Re: Problems validating XML from Martin Duerst on 2007-06-25 (www-validator@w3.org from June 2007)

From: Martin Duerst <duerst@it.aoyama.ac.jp>
Date: Mon, 25 Jun 2007 17:54:53 +0900
To: olivier Thereaux <ot@w3.org>
Cc: www-validator@w3.org
Message-Id: <6.0.0.20.2.20070625175033.04bbd180@localhost>

At 14:18 07/06/25, olivier Thereaux wrote:
>Hi Martin,
>
>Thanks for looking into the regexp, and especially for spotting one  
>of my mistakes. Much appreciated.
>
>On Jun 23, 2007, at 13:31 , Martin Duerst wrote:
>> Strictly speaking, an XML declaration can go over more than one line.
>> It has to start with an '<' as the very first character of the file,
>> but then it can include linebreaks.
>
>Indeed. Also as Ville noted, there could be a BOM at the beginning too.

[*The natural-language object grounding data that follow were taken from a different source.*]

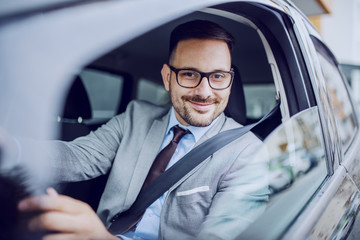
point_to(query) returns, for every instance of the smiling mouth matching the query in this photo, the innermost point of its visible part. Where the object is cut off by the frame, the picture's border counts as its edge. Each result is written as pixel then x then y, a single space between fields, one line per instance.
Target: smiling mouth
pixel 200 104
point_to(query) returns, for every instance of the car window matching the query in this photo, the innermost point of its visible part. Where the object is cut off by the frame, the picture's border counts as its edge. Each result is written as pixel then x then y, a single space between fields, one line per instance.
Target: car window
pixel 152 92
pixel 260 99
pixel 104 91
pixel 295 154
pixel 338 95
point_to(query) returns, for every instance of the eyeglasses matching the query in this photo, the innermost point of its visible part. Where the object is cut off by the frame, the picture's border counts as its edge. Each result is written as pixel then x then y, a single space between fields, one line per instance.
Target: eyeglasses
pixel 190 78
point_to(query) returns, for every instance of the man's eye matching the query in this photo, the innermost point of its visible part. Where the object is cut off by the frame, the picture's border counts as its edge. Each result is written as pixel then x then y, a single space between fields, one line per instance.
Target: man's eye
pixel 188 74
pixel 218 76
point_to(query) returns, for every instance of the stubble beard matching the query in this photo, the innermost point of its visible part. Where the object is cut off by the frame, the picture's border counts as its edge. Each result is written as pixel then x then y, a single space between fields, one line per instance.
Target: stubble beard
pixel 194 117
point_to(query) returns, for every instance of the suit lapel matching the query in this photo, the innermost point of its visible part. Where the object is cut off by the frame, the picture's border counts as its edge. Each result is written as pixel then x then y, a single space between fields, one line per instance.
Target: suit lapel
pixel 213 130
pixel 147 155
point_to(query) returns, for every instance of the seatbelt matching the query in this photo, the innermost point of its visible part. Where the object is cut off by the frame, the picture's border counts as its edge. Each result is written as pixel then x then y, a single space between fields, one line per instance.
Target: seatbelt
pixel 171 176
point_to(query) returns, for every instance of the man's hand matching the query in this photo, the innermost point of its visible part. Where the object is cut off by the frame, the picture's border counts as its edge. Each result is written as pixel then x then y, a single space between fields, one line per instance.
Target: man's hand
pixel 65 217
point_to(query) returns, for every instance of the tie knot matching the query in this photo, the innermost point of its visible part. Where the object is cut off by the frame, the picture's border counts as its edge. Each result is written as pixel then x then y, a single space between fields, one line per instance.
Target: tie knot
pixel 179 133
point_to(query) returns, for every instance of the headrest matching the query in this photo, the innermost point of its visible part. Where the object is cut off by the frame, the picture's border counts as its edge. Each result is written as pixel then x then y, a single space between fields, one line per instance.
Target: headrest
pixel 236 107
pixel 77 102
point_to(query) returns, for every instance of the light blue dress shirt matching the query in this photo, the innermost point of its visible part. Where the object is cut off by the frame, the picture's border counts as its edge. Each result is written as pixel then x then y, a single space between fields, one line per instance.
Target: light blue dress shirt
pixel 148 226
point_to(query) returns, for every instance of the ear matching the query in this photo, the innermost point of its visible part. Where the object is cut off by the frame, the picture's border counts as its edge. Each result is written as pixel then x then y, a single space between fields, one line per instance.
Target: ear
pixel 165 73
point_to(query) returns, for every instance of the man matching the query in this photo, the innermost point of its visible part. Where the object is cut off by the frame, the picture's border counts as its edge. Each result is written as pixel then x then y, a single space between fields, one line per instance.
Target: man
pixel 217 199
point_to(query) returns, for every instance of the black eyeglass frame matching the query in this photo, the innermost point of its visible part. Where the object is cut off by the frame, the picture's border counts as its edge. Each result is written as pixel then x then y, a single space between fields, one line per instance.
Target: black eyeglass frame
pixel 202 75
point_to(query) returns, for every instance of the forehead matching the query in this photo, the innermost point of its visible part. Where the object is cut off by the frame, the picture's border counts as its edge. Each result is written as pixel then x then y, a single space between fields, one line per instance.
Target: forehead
pixel 203 54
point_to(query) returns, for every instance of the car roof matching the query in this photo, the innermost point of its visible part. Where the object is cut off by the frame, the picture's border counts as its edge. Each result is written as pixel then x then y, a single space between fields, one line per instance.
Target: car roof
pixel 17 7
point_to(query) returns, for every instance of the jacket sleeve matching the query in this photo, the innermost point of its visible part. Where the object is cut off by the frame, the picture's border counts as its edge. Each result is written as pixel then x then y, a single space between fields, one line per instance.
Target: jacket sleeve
pixel 89 156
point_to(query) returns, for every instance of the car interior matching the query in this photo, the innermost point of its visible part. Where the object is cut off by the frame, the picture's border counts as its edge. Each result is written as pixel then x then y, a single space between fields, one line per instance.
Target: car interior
pixel 132 71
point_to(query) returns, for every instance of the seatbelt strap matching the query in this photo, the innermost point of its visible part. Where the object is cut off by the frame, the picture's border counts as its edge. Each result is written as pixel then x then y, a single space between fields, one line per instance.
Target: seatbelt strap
pixel 171 176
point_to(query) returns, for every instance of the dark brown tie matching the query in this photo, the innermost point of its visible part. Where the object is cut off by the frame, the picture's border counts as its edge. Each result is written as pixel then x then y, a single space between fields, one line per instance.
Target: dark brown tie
pixel 160 163
pixel 162 159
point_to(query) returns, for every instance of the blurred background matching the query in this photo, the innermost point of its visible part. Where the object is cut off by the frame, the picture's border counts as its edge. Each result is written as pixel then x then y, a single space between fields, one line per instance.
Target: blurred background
pixel 338 21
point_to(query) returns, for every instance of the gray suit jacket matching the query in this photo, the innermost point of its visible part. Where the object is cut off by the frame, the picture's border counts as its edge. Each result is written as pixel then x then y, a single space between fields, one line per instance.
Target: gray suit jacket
pixel 217 199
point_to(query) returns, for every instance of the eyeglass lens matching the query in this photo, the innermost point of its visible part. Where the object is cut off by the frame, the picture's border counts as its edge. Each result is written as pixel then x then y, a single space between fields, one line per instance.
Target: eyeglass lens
pixel 190 78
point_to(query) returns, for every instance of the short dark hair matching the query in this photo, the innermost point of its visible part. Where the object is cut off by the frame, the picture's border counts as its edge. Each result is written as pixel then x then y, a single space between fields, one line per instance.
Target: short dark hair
pixel 199 29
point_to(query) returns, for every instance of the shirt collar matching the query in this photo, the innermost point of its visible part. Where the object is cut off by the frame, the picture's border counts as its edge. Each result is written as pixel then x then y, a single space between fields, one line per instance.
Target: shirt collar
pixel 197 132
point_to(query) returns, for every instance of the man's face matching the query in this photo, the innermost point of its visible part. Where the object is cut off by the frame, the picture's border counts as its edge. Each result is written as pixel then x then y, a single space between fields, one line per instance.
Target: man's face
pixel 201 105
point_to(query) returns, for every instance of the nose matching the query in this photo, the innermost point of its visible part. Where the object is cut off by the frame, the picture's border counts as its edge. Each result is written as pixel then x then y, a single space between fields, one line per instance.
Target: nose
pixel 204 89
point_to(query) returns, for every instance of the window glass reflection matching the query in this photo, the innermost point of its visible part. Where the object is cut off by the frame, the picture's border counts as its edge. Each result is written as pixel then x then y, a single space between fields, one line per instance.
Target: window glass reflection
pixel 295 156
pixel 339 99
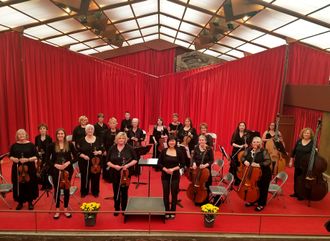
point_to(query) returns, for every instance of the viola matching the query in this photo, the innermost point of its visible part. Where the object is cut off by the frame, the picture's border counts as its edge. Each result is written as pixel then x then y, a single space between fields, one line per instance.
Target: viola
pixel 96 167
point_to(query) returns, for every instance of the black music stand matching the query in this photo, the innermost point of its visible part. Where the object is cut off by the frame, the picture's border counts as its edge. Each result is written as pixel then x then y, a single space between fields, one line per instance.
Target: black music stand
pixel 141 151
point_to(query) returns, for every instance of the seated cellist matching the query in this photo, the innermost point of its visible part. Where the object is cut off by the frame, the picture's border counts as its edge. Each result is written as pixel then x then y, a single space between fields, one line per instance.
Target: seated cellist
pixel 256 156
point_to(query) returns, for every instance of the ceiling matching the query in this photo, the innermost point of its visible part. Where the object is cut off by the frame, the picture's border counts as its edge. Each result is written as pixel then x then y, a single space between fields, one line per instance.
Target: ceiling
pixel 93 26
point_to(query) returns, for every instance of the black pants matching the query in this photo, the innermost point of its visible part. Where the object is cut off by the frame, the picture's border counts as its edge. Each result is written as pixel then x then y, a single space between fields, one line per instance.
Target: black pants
pixel 170 186
pixel 88 177
pixel 120 199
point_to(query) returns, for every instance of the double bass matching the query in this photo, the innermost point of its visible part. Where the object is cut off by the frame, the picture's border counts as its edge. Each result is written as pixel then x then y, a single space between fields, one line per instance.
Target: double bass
pixel 312 185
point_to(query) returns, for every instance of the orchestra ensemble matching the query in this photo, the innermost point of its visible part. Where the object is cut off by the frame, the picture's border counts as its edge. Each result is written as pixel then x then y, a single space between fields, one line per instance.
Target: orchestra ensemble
pixel 108 151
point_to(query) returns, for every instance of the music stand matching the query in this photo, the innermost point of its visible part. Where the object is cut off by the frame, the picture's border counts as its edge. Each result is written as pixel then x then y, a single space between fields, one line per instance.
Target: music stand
pixel 141 151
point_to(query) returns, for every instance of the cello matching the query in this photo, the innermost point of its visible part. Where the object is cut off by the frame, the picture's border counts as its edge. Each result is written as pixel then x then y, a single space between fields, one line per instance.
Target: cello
pixel 312 186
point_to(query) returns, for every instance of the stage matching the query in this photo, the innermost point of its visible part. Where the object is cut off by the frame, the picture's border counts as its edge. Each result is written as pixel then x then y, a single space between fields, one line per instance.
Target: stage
pixel 283 216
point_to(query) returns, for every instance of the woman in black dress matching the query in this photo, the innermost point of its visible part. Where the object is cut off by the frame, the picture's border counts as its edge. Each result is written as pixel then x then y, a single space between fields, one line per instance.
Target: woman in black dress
pixel 256 156
pixel 24 154
pixel 42 141
pixel 302 149
pixel 121 157
pixel 170 161
pixel 159 137
pixel 90 149
pixel 61 155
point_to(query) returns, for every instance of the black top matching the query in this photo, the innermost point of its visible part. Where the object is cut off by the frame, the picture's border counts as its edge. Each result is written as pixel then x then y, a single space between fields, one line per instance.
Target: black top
pixel 78 133
pixel 203 157
pixel 100 130
pixel 42 145
pixel 121 158
pixel 138 134
pixel 125 124
pixel 61 157
pixel 300 152
pixel 109 138
pixel 168 161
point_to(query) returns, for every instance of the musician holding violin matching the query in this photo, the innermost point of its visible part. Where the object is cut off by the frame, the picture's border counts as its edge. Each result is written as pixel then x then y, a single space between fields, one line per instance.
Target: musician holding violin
pixel 90 149
pixel 256 157
pixel 170 161
pixel 121 159
pixel 60 156
pixel 23 175
pixel 159 137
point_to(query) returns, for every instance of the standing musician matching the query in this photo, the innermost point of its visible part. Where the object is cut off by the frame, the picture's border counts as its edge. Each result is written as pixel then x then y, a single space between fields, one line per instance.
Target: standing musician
pixel 121 158
pixel 188 135
pixel 100 127
pixel 90 150
pixel 79 131
pixel 126 123
pixel 109 140
pixel 42 141
pixel 239 142
pixel 23 174
pixel 61 155
pixel 203 131
pixel 175 126
pixel 256 156
pixel 302 148
pixel 170 161
pixel 203 158
pixel 159 137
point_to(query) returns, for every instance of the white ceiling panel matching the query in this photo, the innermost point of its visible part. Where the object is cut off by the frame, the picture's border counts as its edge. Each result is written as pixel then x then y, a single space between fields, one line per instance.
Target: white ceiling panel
pixel 251 48
pixel 270 19
pixel 322 40
pixel 40 9
pixel 194 16
pixel 269 41
pixel 126 26
pixel 301 29
pixel 145 7
pixel 66 26
pixel 146 21
pixel 246 33
pixel 174 23
pixel 302 6
pixel 42 31
pixel 119 13
pixel 12 18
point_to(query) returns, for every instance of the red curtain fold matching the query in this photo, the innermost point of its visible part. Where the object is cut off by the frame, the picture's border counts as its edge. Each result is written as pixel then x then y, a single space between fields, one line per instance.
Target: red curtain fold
pixel 149 61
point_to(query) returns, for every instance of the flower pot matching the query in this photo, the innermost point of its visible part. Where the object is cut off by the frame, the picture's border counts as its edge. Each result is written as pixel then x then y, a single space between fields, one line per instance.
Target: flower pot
pixel 209 220
pixel 90 220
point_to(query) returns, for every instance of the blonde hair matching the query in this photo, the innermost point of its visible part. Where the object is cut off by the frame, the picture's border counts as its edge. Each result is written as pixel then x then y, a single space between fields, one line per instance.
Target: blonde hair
pixel 120 135
pixel 301 135
pixel 21 130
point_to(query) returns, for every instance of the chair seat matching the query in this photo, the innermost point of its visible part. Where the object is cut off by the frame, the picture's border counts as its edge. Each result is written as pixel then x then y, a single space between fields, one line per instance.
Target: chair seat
pixel 6 187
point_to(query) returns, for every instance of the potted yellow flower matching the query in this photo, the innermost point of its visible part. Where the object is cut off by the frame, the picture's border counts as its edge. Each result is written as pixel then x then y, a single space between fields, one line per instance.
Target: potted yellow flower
pixel 209 211
pixel 90 211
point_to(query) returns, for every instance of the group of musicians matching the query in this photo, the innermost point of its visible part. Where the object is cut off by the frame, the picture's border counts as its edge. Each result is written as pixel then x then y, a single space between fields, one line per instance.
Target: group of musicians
pixel 110 151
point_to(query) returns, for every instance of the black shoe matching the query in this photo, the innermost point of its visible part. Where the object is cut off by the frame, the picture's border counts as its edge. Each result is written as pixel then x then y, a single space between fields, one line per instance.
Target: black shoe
pixel 19 206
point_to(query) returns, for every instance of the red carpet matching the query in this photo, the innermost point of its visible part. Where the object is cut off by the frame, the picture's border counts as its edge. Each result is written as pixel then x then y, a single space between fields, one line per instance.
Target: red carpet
pixel 282 216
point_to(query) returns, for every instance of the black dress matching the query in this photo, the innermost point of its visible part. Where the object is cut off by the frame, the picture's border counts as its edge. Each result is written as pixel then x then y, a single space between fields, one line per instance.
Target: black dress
pixel 121 158
pixel 24 191
pixel 83 147
pixel 61 157
pixel 300 153
pixel 170 182
pixel 262 158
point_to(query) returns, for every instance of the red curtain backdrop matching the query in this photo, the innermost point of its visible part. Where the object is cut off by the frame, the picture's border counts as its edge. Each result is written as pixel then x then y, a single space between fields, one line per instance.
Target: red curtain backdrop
pixel 12 107
pixel 149 61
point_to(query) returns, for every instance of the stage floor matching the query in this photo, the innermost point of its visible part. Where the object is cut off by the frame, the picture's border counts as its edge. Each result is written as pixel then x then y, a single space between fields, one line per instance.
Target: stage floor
pixel 282 216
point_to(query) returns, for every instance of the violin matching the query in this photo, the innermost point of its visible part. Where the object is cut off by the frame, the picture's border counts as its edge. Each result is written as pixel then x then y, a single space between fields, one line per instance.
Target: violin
pixel 23 173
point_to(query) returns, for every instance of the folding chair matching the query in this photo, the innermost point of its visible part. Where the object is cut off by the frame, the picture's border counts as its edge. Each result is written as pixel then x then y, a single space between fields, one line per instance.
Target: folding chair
pixel 276 185
pixel 221 191
pixel 217 170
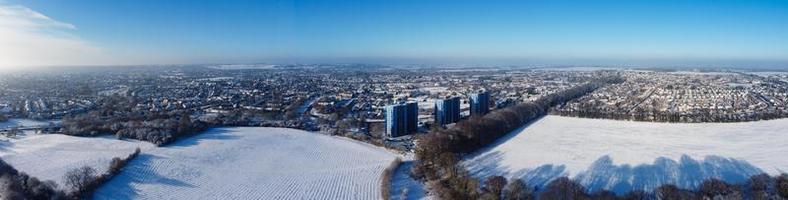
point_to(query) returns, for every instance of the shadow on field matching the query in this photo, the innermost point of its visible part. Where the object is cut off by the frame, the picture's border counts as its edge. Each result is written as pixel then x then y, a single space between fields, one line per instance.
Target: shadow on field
pixel 211 134
pixel 685 173
pixel 139 171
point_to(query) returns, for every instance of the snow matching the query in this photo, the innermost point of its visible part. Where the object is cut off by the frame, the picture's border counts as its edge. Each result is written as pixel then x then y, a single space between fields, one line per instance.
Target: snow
pixel 624 155
pixel 49 157
pixel 253 163
pixel 404 186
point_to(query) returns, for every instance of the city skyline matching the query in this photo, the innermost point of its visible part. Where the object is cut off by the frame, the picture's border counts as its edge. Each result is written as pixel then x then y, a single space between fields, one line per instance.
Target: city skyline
pixel 646 33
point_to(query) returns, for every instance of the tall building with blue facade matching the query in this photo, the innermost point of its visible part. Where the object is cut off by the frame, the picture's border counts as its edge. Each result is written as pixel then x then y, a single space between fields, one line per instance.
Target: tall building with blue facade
pixel 402 119
pixel 413 117
pixel 480 103
pixel 447 111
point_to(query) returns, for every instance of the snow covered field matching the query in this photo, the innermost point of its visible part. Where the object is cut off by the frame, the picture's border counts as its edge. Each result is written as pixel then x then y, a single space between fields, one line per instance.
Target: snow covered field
pixel 253 163
pixel 49 157
pixel 624 155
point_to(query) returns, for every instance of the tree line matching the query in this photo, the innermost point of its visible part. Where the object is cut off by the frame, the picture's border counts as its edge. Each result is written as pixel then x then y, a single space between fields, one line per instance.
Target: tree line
pixel 15 185
pixel 439 152
pixel 760 186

I'm a bit sceptical here. The BOM is part of guessing the encoding
family, but the regexp is ASCII-based, so it comes after guessing
the encoding family. At least in theory, at one point, there was
some code that would have allowed to also validate EBCDIC-based
stuff, or UTF-16 or UTF-32-based stuff, and the regexp we are working
on here should come at least after we made a general attempt at
transcoding the start of the document into the relevant encoding
family.

>> - There can be space around the equal sign.
>
>I see in your resulting regexp that you are using
>[\x20|\x9|\xD|\xA]+ = [\x20|\x9|\xD|\xA]+
>whereas I suspect it should be
>[\x20|\x9|\xD|\xA]* = [\x20|\x9|\xD|\xA]*
>since there could also be no space, right?

Yes, sorry, I think I cought some of that before sending out my
mail, but apparently not everything.

Regards,   Martin.

#-#-#  Martin J. Du"rst, Assoc. Professor, Aoyama Gakuin University
#-#-#  http://www.sw.it.aoyama.ac.jp       mailto:duerst@it.aoyama.ac.jp

Received on Monday, 25 June 2007 10:11:05 UTC